03 💍 Keputusan Besar

Eits, sudah buka mushafnya hari ini???

Selamat membaca

Tidak ada yang keliru dengan perasaan cinta. Hanya saja mungkin tidak tepat menempatkan di mana cinta itu harus dilabuhkan. Meski dengan berat hati, Orin harus bisa merelakan apa yang telah menjadi jalan takdirnya. Menatap masa depannya meski harus dengan perjuangan yang tidak mudah.

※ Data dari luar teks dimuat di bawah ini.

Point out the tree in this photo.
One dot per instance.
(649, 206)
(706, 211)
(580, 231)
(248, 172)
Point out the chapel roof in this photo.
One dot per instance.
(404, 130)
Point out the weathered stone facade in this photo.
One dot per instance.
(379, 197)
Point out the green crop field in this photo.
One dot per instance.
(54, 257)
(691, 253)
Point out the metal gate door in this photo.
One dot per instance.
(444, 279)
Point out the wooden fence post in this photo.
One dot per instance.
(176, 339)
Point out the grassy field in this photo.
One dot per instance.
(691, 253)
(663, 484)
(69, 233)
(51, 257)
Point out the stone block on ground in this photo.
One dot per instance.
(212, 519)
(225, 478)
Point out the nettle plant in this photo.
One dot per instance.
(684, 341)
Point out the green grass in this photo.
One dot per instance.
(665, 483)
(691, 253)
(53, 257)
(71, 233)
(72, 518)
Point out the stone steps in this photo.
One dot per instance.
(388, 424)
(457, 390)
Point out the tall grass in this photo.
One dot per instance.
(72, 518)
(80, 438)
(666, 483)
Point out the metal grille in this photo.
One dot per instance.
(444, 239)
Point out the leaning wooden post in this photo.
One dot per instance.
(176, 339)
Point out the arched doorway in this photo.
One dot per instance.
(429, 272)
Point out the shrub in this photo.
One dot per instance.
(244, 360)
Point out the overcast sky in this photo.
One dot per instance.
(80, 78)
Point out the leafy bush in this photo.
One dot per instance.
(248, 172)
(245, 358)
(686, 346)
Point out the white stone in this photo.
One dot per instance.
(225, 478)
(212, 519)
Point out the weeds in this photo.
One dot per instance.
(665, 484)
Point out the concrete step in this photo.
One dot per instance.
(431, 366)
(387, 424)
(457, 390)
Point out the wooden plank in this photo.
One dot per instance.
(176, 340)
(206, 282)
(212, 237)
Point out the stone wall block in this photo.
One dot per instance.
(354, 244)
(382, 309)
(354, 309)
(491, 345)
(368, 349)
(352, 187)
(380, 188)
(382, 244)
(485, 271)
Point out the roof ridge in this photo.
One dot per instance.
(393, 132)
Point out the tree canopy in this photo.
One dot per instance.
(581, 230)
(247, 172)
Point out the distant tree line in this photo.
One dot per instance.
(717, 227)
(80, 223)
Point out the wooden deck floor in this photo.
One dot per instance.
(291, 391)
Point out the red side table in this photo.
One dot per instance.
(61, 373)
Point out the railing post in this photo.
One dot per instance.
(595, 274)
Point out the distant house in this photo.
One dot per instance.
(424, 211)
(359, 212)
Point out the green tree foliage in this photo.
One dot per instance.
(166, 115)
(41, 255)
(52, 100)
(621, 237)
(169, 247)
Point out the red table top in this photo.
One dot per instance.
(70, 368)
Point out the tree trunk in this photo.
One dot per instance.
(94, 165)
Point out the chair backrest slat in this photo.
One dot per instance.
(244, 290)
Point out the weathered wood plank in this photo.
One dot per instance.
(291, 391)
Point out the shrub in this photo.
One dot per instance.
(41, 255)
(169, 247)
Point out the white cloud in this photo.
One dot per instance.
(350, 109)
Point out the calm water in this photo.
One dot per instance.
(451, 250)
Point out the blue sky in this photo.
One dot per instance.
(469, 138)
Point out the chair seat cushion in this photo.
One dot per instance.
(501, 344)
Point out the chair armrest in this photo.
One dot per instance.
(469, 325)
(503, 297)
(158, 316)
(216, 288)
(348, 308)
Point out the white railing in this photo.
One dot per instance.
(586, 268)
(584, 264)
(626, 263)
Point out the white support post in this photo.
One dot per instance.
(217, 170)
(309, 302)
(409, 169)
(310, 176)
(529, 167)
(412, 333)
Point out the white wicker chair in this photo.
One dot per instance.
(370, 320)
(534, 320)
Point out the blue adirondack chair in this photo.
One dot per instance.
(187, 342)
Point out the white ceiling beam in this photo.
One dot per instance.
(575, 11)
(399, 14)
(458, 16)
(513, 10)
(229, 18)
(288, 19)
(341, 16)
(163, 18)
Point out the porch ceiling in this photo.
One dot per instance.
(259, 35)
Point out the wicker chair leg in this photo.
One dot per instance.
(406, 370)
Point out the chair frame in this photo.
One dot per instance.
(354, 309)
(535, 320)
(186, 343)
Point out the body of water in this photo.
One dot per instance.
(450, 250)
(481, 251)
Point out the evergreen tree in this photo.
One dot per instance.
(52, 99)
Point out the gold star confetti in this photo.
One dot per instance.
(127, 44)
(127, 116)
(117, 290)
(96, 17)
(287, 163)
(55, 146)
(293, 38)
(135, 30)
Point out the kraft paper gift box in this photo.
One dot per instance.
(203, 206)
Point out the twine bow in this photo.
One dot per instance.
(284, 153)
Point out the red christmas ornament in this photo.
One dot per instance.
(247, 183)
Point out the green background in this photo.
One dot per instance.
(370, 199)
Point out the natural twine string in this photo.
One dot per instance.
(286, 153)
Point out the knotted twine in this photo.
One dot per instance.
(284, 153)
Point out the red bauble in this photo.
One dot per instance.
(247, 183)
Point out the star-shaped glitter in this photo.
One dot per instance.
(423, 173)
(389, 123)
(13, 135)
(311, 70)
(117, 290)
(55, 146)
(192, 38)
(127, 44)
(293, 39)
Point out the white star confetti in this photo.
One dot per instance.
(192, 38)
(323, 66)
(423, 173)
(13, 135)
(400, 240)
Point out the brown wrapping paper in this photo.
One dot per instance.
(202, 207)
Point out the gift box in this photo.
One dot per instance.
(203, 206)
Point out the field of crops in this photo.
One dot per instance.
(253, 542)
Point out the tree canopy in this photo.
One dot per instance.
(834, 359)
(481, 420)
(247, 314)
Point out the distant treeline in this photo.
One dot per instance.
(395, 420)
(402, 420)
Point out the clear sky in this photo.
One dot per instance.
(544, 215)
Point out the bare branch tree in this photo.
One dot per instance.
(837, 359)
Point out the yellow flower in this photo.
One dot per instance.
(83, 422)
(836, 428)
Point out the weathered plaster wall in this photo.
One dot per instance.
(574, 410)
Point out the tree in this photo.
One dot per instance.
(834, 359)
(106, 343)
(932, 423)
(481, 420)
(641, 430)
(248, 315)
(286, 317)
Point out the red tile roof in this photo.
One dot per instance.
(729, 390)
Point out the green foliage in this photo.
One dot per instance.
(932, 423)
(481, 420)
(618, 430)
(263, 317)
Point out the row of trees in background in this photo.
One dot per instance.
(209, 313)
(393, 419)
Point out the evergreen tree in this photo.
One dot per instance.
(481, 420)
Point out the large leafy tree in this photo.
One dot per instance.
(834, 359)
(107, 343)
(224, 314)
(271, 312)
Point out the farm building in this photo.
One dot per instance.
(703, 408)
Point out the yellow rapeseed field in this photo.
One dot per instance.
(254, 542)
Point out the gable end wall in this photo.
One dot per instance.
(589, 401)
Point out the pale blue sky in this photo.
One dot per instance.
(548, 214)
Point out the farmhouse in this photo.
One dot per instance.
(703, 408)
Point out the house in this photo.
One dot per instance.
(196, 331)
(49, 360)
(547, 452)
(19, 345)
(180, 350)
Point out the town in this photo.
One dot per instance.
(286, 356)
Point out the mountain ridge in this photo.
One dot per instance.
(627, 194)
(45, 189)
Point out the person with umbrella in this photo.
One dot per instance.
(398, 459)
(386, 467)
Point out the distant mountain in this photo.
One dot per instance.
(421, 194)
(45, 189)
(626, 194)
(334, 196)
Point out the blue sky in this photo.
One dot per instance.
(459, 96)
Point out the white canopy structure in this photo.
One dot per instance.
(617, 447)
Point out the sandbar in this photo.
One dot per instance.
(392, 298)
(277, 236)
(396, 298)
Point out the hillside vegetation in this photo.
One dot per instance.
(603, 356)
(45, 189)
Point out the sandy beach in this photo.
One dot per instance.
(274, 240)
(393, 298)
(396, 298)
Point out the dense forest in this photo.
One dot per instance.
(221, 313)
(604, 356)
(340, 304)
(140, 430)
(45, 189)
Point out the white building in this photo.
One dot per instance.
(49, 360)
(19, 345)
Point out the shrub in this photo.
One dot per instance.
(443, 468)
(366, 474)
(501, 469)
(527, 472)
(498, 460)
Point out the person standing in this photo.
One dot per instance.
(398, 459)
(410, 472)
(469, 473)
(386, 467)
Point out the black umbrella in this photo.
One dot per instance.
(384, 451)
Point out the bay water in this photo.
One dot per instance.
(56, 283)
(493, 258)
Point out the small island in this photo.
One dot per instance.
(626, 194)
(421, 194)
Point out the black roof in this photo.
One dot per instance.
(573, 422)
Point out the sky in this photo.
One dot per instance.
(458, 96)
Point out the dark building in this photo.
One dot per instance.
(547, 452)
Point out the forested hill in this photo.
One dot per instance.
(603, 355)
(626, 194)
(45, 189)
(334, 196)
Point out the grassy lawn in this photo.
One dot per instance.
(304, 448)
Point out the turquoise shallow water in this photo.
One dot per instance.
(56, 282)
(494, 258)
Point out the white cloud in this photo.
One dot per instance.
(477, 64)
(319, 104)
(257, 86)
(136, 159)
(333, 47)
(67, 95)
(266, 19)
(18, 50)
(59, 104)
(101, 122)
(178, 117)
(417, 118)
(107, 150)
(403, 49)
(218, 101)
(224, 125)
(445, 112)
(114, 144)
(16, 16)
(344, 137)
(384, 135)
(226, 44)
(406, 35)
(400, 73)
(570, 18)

Memutuskan untuk bersikap wajar. Meski beberapa kali menemui tatapan aneh dari para santri. Yang ada dalam otak Orin hanya ingin menebus semua kesalahan yang membuat keluarganya menanggung malu.

"Mbak Orin sudah sehat?" tanya seorang khadimah yang setiap pagi membantu di rumah Orin.

"Alhamdulillah sudah, Mbak Irma."

"Walaupun sudah sehat biarlah pekerjaan itu kami yang mengerjakan, Mbak," Irma menarik sapu yang ada di tangan Orin dengan lembut.

"Jangan, Mbak. aku ingin berkegiatan seperti yang lain." Orin menarik lagi sapu yang sudah berpindah tangan.

"Tapi ini pekerjaan khadimah seperti kami, Mbak Orin. Nanti kalau Abi atau Umi tahu, kami yang salah." Orin tersenyum. Meski sebagai 'Ning' di pesantren yang dikelola abinya, Orin tidak pernah menempatkan diri sebagai seorang Ning yang harus diistimewakan. Itu sebabnya dia juga enggan dipanggil dengan sebutan kehormatan itu layaknya kedua kakaknya yang selalu dipanggil 'Gus' oleh para santri.

Di tengah 'rebutan' pekerjaan antara ning dan khadimah itu, tiba-tiba datang seorang khadimah lain dengan berlari kecil mendekati mereka.

"Sinta, sudah berapa kali Mbak ingatkan kepadamu, perempuan itu dilarang berlarian di area pesantren. Nanti kena takzir baru tahu rasanya loh."

"Maaf Mbak Irma, aku mencari-cari Mbak Orin loh sedari tadi ternyata ada di sini bersama Mbak Irma."

"Ada apa Sinta, kamu mencariku?" tanya Orin sambil memberikan segelas air minum untuk Sinta.

"Mbak Orin, tadi Abi, Umi, Gus Auf, Gus Zaid dan istri mereka sedang berkumpul di kantor. Tanpa sengaja saya mendengar kalau Gus Auf meminta Abi untuk mengirimkan Mbak Orin kembali ke Mesir guna melanjutkan sekolah di sana. Gus Zaid juga mengaminkan."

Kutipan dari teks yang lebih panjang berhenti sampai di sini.